Hacking Chinese With High-Frequency Phrases

Over the last two weeks, I’ve received a number of enquiries from P1 mothers on how to help their children learn Chinese. Besides P1 being the first major milestone for children, the pandemic has also made it harder for children to use and learn Chinese organically.

My typical response is to focus on both oral/listening and vocabulary. If your child cannot understand what his or her primary school teacher is saying, Chinese lessons are going to be both useless and boring. Meanwhile, a strong vocabulary foundation makes understanding and using Chinese simple.
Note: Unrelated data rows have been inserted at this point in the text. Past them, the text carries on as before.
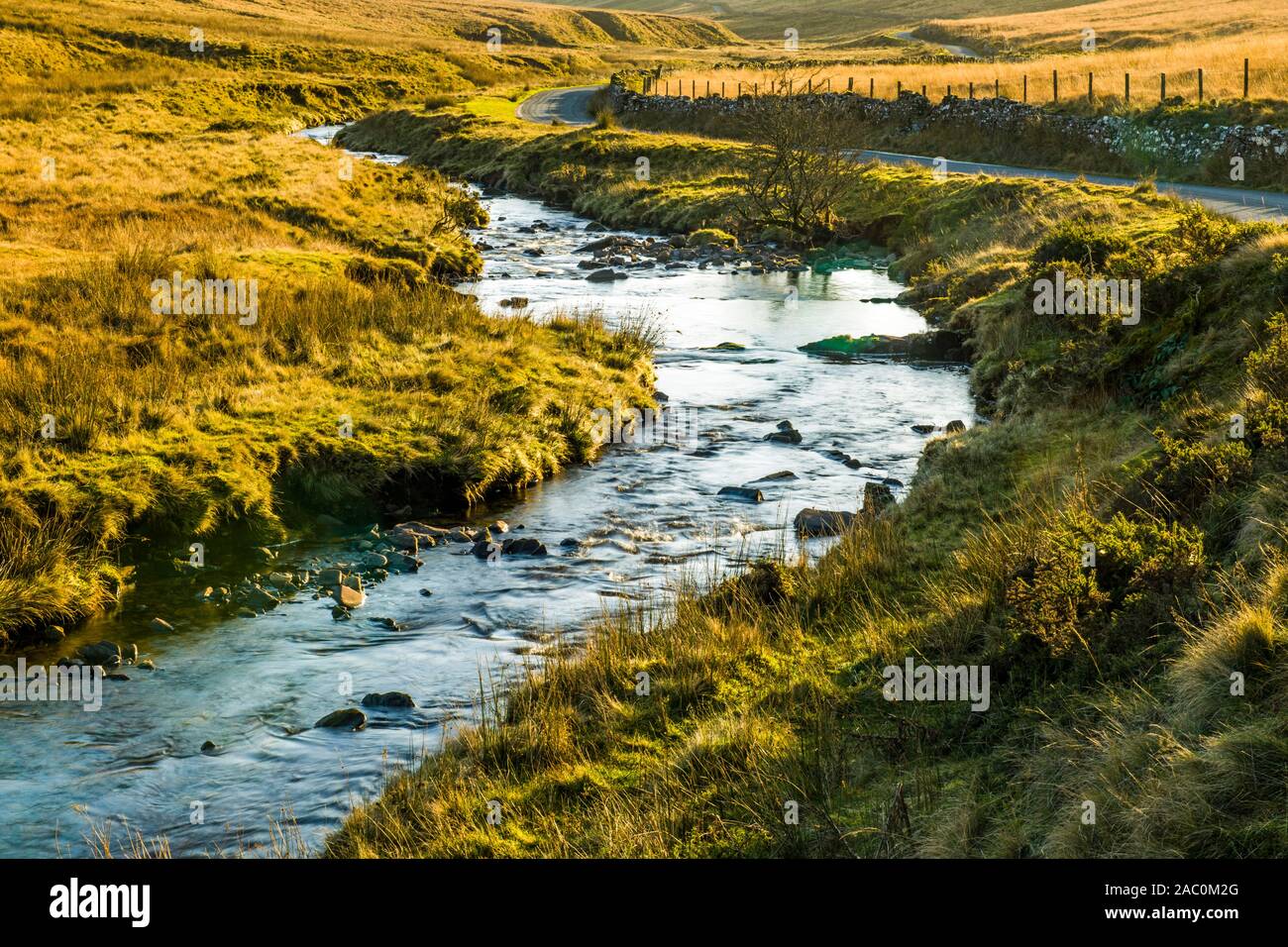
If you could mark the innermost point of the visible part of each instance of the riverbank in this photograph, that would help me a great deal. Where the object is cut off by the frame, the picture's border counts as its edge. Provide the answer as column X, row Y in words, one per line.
column 1136, row 702
column 137, row 155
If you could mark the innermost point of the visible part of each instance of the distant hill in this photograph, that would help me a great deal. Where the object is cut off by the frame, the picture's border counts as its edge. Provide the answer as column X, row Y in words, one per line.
column 825, row 20
column 416, row 20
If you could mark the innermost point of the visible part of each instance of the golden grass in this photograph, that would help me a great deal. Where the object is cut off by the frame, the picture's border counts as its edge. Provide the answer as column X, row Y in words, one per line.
column 1222, row 60
column 128, row 157
column 1120, row 24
We’ve been on the “Vocabulary is the key” boat for a long time, which was what inspired us to create a Chinese clone of Wordle to help primary school students revise vocabulary daily. But what happens if a child hasn’t had that much preparation prior to P1?
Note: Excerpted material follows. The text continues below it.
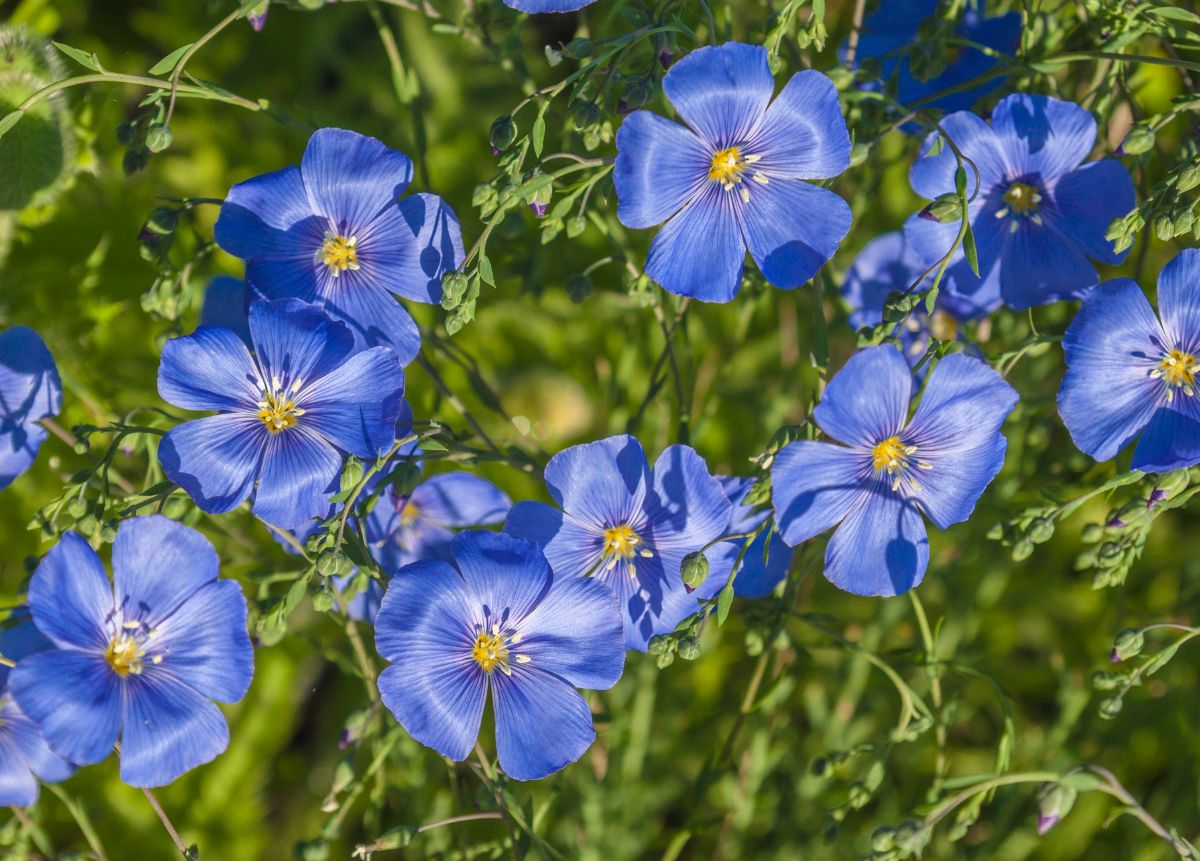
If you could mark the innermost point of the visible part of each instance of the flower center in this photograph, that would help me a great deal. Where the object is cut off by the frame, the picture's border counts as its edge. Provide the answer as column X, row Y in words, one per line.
column 277, row 409
column 1177, row 369
column 892, row 456
column 339, row 253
Is there a way to smartly accelerate the process of vocabulary learning?

TLDR: High-frequency lists are a common way to learn a language, but most lists focus on characters (单词) rather than phrases (词语), which can be challenging for young children. We used Data Science to determine the 50 most common phrases (词语) that appear in the P1A textbook, spelling lists and assessment books.

Read on if you’re interested in our methodology, and here’s the top ten most common phrases. By definition, high-frequency phrases will seem extremely simple to an adult since they are so commonplace. Yet this also makes revising them extremely high-value if your child has limited time.

1. 喜欢 (xǐ huɑn) - to like
2. 什么 (shén me) - what
3. 妈妈 (mā ma) - mother
4. 今天 (jīn tiān) - today
5. 爸爸 (bà ba) - father
6. 老师 (lǎo shī) - teacher
7. 星期 (xīng qī) - week
8. 哥哥 (xǐ huɑn) - older brother
9. 生日 (shēng rì) - birthday
10. 我们 (wǒ men) - we

80-20 Rule

One of my favourite principles is the 80-20 rule, which states that 80% of outcomes come from 20% of actions. 80% of exam questions come from 20% of the textbook material (hence the concept of “spotting questions”), 80% of a company’s revenue comes from 20% of its customers, etc.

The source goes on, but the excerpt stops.